Ao Venerado Irmão, Senhor Cardeal William J. Levada, Presidente da Pontifícia Comissão Bíblica:
É com prazer que lhe transmito, bem como ao secretário e a todos os membros da Pontifícia Comissão Bíblica, a minha cordial saudação por ocasião da anual Assembleia Plenária.
Esta Comissão reuniu-se pela terceira vez, ocupando-se do tema que lhe foi confiado: Inspiração e Verdade da Bíblia.
Palavra de Deus em palavras humanas
Esta temática constitui um dos pontos principais da minha Exortação apostólica pós-sinodal Verbum Domini, que o aborda na parte inicial.[1]
“Um conceito-chave – escrevi neste documento – para receber o texto sagrado como Palavra de Deus em palavras humanas é, sem dúvida, o da inspiração”. [2]
Precisamente a inspiração, como atividade de Deus, faz com que nas palavras humanas se manifeste a Palavra de Deus.
Por conseguinte, o tema da inspiração é “decisivo para uma adequada abordagem das Escrituras e para a sua correta hermenêutica”.[3]
Com efeito, uma interpretação dos Escritos sagrados que descuida ou esquece a sua inspiração não tem em consideração a sua característica mais importante e preciosa, a sua proveniência de Deus.
Tal interpretação não acede e não faz aceder à Palavra de Deus com palavras humanas e, por conseguinte, perde o tesouro inestimável que a Sagrada Escritura contém para nós.
Este gênero de abordagem ocupa-se de palavras meramente humanas, embora possam ser, de modo diferenciado segundo os diversos escritos, palavras de uma profundidade e beleza extraordinárias.
No debate sobre a inspiração, trata-se da natureza íntima e do significado decisivo e distintivo da Sagrada Escritura, ou seja, precisamente da sua qualidade como Palavra de Deus.
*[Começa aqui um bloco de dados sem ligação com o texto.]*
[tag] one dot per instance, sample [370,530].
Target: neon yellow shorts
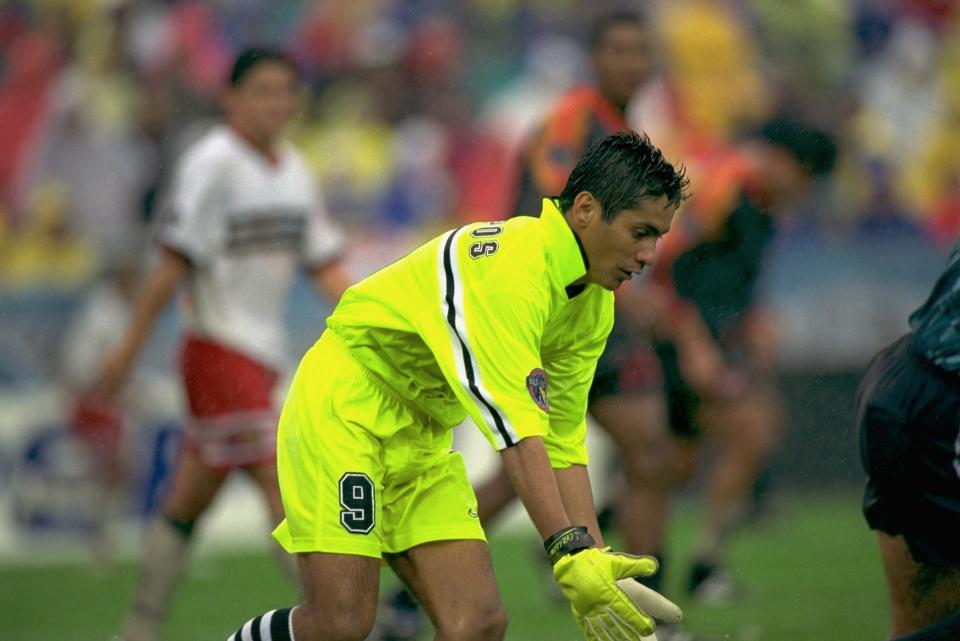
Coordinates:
[347,490]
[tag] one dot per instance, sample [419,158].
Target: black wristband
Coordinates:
[569,540]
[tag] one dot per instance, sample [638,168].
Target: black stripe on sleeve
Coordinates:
[467,361]
[255,629]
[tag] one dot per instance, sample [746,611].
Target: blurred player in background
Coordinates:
[100,423]
[715,341]
[241,216]
[621,46]
[500,321]
[909,421]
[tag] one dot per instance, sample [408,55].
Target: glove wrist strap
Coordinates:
[569,540]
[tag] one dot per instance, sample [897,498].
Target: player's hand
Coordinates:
[588,578]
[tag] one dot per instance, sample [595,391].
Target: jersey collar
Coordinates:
[568,261]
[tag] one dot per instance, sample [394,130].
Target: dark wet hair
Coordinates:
[814,150]
[604,22]
[620,171]
[250,58]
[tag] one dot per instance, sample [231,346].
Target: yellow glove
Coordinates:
[588,578]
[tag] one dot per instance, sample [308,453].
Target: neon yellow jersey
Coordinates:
[483,321]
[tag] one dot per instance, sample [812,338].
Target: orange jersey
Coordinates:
[581,117]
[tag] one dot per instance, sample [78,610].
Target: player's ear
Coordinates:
[585,209]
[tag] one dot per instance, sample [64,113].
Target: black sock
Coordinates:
[272,626]
[654,582]
[183,527]
[944,630]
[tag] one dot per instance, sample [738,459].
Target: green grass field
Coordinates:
[810,572]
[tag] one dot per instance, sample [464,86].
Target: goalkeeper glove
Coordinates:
[604,609]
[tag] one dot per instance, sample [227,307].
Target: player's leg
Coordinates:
[907,417]
[921,594]
[637,424]
[193,487]
[745,431]
[264,474]
[454,582]
[339,602]
[330,466]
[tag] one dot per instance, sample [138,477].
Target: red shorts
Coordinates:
[232,417]
[99,426]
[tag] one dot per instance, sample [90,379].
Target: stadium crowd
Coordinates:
[414,107]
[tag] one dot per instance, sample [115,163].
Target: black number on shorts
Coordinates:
[356,499]
[491,229]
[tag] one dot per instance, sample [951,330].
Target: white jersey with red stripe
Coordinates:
[245,222]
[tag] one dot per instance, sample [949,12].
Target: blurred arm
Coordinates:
[154,296]
[331,280]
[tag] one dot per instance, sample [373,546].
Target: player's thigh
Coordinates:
[454,582]
[193,486]
[637,424]
[339,596]
[750,423]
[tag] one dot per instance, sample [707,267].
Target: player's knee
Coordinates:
[478,624]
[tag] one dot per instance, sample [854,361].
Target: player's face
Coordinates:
[623,61]
[265,100]
[619,248]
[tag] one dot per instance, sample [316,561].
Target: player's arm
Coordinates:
[321,251]
[156,292]
[331,280]
[529,470]
[185,233]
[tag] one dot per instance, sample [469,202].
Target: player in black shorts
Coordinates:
[909,421]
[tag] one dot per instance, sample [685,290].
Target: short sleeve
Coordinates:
[572,374]
[495,312]
[323,240]
[187,225]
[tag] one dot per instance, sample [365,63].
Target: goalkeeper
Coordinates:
[502,322]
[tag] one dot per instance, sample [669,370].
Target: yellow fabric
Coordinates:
[603,611]
[465,324]
[328,432]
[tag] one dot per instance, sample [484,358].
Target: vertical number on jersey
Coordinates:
[488,230]
[486,248]
[356,499]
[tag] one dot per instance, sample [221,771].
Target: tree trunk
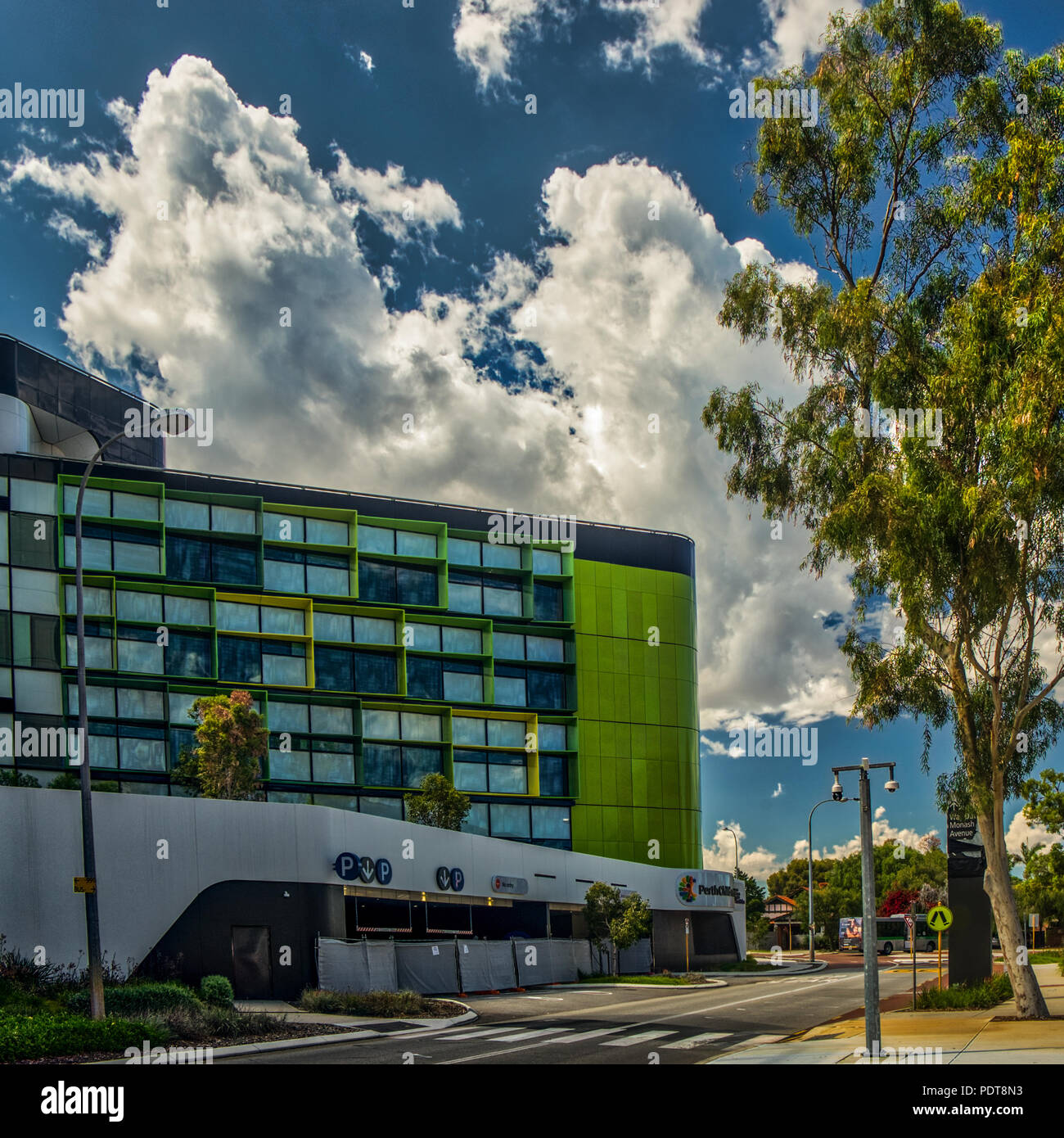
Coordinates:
[1030,1001]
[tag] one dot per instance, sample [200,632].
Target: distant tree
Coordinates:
[437,805]
[9,778]
[231,743]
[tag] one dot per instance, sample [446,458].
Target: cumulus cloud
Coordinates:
[618,309]
[672,24]
[486,32]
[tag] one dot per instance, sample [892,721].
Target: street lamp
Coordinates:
[868,887]
[175,422]
[809,852]
[732,832]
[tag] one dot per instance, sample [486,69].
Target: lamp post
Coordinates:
[809,852]
[88,840]
[868,883]
[732,832]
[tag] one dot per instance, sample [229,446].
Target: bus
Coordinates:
[891,934]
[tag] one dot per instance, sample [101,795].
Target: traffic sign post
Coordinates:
[939,919]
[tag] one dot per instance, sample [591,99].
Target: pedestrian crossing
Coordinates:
[621,1036]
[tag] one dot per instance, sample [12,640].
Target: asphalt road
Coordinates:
[614,1026]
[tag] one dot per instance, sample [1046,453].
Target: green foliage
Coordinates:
[216,990]
[11,778]
[136,1000]
[438,805]
[376,1004]
[965,997]
[231,744]
[29,1036]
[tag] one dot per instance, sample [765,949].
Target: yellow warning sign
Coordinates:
[939,919]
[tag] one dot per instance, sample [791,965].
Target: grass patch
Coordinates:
[379,1005]
[31,1036]
[967,997]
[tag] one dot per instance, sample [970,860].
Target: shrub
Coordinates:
[29,1036]
[216,990]
[378,1004]
[132,1000]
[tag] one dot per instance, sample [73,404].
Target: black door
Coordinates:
[251,974]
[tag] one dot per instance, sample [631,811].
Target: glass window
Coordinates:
[468,731]
[548,603]
[322,531]
[381,807]
[188,514]
[373,630]
[291,766]
[548,648]
[232,520]
[237,618]
[462,686]
[426,638]
[99,700]
[187,610]
[461,552]
[552,737]
[375,540]
[416,586]
[551,822]
[419,761]
[507,645]
[329,720]
[334,767]
[283,621]
[146,607]
[375,671]
[97,601]
[288,717]
[548,561]
[422,726]
[502,557]
[461,639]
[282,527]
[381,724]
[507,732]
[142,507]
[381,765]
[408,544]
[509,820]
[477,820]
[139,703]
[331,626]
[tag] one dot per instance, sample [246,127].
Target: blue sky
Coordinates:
[527,311]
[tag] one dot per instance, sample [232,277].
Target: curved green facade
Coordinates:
[638,705]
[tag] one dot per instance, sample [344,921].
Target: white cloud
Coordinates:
[399,207]
[670,24]
[624,307]
[796,29]
[486,32]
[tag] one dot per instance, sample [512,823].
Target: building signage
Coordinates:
[502,884]
[449,878]
[350,867]
[964,847]
[709,887]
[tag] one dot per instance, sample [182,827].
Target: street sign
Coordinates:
[939,919]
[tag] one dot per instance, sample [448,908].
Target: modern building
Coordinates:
[547,667]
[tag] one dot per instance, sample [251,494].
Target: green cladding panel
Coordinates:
[638,700]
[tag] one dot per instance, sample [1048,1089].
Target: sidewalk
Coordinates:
[965,1038]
Aprofundar na dinâmica da inspiração conduz a melhor compreender a verdade
Além disso, nessa mesma Exortação apostólica eu recordava que
os Padres sinodais puseram em evidência como ao tema da inspiração está ligado também o tema da verdade das Escrituras.
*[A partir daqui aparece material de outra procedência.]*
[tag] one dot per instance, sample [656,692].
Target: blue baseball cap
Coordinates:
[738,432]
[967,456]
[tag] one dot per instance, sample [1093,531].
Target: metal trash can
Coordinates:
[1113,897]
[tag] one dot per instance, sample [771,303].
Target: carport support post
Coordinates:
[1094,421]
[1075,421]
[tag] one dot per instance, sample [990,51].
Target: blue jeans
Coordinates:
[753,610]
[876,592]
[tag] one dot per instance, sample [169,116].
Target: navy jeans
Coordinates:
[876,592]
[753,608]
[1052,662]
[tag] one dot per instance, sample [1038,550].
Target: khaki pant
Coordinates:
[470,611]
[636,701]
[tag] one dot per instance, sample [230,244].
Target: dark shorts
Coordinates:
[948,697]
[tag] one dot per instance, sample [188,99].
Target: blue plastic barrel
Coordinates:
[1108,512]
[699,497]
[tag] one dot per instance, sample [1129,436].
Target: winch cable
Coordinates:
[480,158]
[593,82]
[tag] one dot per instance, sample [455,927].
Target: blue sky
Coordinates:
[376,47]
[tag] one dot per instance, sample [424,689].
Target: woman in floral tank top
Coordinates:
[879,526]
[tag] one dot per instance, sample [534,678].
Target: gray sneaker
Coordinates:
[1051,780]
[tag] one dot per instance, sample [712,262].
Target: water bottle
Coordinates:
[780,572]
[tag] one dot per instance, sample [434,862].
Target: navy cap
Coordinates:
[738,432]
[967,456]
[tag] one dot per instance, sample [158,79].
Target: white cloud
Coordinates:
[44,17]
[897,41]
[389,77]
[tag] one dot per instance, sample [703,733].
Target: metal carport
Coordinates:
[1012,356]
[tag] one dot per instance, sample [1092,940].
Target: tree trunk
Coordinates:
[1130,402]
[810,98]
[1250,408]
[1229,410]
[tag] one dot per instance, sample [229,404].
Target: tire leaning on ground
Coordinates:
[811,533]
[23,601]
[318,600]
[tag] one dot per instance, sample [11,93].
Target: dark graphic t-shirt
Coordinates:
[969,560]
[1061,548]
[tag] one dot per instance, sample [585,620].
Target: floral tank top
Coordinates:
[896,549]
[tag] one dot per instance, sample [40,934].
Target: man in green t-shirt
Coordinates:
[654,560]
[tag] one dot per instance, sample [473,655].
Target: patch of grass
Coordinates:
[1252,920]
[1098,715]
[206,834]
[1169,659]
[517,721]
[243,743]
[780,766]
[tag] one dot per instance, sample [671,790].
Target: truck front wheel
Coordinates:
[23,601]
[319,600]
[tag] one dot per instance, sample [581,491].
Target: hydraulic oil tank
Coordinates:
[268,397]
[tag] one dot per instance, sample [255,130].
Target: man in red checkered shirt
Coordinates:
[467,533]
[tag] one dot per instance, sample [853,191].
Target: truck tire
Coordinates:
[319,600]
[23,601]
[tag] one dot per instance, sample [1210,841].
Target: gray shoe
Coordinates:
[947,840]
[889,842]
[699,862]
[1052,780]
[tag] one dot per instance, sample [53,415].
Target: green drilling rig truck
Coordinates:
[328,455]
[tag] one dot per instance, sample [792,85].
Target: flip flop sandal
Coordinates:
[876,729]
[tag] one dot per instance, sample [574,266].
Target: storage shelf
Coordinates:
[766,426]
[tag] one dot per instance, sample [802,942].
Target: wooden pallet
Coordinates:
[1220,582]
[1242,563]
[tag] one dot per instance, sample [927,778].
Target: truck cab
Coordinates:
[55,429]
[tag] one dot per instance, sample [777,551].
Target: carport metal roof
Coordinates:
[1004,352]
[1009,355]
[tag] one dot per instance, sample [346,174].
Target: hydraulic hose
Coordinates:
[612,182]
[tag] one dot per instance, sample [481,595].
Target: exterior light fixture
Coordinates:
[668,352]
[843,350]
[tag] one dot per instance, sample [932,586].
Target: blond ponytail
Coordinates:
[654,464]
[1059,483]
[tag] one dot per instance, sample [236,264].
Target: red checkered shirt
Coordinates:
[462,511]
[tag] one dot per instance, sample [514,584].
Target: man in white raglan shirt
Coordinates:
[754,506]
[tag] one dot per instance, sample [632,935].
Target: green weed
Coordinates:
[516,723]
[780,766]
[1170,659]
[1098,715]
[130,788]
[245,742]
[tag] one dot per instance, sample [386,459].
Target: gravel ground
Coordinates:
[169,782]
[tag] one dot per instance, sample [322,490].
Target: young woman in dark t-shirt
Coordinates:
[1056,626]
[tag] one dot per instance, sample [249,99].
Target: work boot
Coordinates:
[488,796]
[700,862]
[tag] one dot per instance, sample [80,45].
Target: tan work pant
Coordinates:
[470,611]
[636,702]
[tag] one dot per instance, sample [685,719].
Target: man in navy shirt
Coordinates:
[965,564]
Por isso, um aprofundamento da dinâmica da inspiração levará, sem dúvida, também a uma maior compreensão da verdade contida nos livros sagrados.[4]
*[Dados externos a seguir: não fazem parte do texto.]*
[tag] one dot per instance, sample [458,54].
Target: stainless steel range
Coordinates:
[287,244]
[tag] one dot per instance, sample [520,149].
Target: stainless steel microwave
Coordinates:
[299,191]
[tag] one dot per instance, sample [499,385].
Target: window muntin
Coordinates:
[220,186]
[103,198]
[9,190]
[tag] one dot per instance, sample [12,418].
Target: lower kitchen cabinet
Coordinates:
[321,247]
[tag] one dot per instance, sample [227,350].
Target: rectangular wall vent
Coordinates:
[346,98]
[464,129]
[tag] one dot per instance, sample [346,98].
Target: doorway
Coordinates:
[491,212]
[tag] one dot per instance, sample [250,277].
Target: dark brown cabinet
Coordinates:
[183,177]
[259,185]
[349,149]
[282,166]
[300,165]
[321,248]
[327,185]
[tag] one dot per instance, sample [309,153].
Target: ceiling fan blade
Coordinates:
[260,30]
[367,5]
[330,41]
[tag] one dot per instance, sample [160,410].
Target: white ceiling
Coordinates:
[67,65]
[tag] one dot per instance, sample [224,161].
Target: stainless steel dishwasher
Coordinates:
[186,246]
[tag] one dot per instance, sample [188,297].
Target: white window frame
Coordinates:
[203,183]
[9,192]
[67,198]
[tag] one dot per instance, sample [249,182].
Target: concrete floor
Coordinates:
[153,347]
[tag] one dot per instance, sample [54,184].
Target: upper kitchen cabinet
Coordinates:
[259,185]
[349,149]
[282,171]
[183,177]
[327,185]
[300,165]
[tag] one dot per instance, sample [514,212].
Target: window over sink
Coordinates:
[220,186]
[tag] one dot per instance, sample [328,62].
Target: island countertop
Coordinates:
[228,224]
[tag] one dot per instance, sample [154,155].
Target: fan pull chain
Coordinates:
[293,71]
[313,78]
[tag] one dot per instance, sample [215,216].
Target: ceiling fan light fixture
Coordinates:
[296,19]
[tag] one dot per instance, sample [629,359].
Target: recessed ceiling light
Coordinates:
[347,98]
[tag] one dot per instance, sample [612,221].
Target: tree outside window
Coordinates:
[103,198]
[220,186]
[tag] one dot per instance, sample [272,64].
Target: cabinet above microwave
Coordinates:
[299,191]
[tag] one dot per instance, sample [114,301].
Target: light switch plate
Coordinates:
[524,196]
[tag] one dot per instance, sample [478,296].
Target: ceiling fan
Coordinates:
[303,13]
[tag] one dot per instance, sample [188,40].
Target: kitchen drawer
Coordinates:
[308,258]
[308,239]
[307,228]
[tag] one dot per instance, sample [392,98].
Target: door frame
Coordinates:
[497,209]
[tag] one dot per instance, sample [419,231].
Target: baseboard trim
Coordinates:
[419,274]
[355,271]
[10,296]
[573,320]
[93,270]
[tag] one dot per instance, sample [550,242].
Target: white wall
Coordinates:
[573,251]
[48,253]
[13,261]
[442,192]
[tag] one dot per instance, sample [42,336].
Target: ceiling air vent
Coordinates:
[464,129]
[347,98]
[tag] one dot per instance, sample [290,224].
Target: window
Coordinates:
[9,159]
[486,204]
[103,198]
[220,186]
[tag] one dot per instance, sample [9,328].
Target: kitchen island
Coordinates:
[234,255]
Em conformidade com a Constituição conciliar Dei Verbum, Deus dirige-nos a sua palavra para “Se revelar a Si mesmo e dar a conhecer o mistério da sua vontade (cf. Ef 1, 9)”.[5]
Mediante a sua Palavra, Deus quer comunicar-nos toda a verdade sobre Si mesmo e sobre o seu desígnio de salvação para a humanidade.
Por conseguinte, o compromisso de descobrir cada vez mais a verdade dos Livros sagrados equivale a procurar conhecer sempre melhor Deus e o mistério da sua vontade salvífica.
A reflexão teológica sempre considerou inspiração e verdade como dois conceitos-chave para uma hermenêutica eclesial das Sagradas Escrituras.
No entanto, deve-se reconhecer a necessidade hodierna de um aprofundamento adequado destas realidades, para se responder melhor às exigências relativas à interpretação dos textos sagrados, segundo a sua natureza.[6]
Ao abordar o tema Inspiração e Verdade da Bíblia, a Pontifícia Comissão Bíblica é chamada a oferecer a sua contribuição específica e qualificada para este aprofundamento necessário.
Com efeito, para a vida e a missão da Igreja é essencial e fundamental que os textos sagrados sejam interpretados segundo a sua natureza: a Inspiração e a Verdade são características constitutivas desta mesma natureza.
Por isso, o vosso compromisso terá uma verdadeira utilidade para a vida e a missão da Igreja.
Só é possível compreender a Sagrada Escritura como um todo
Enfim, só gostaria de mencionar que numa boa hermenêutica não é possível aplicar de modo mecânico o critério da inspiração ou da verdade absoluta, extrapolando uma simples frase ou expressão.
O plano em que é possível compreender a Sagrada Escritura como Palavra de Deus é o da unidade da história de Deus, numa totalidade em que os elementos individuais se iluminam reciprocamente e se abrem à compreensão.
Enquanto formulo a cada um de vós os votos de uma fecunda continuação dos vossos trabalhos, enfim, gostaria de manifestar o meu profundo apreço pela atividade desempenhada pela Pontifícia Comissão Bíblica para promover o conhecimento, o estudo e o acolhimento da Palavra de Deus no mundo.
Com estes sentimentos, confio cada um de vós à salvaguarda materna da Virgem Maria que, juntamente com toda a Igreja, invocamos como Sedes Sapientiæ, e é de coração que lhe concedo, Venerado Irmão, bem como a todos os membros da Pontifícia Comissão Bíblica, uma especial Bênção Apostólica.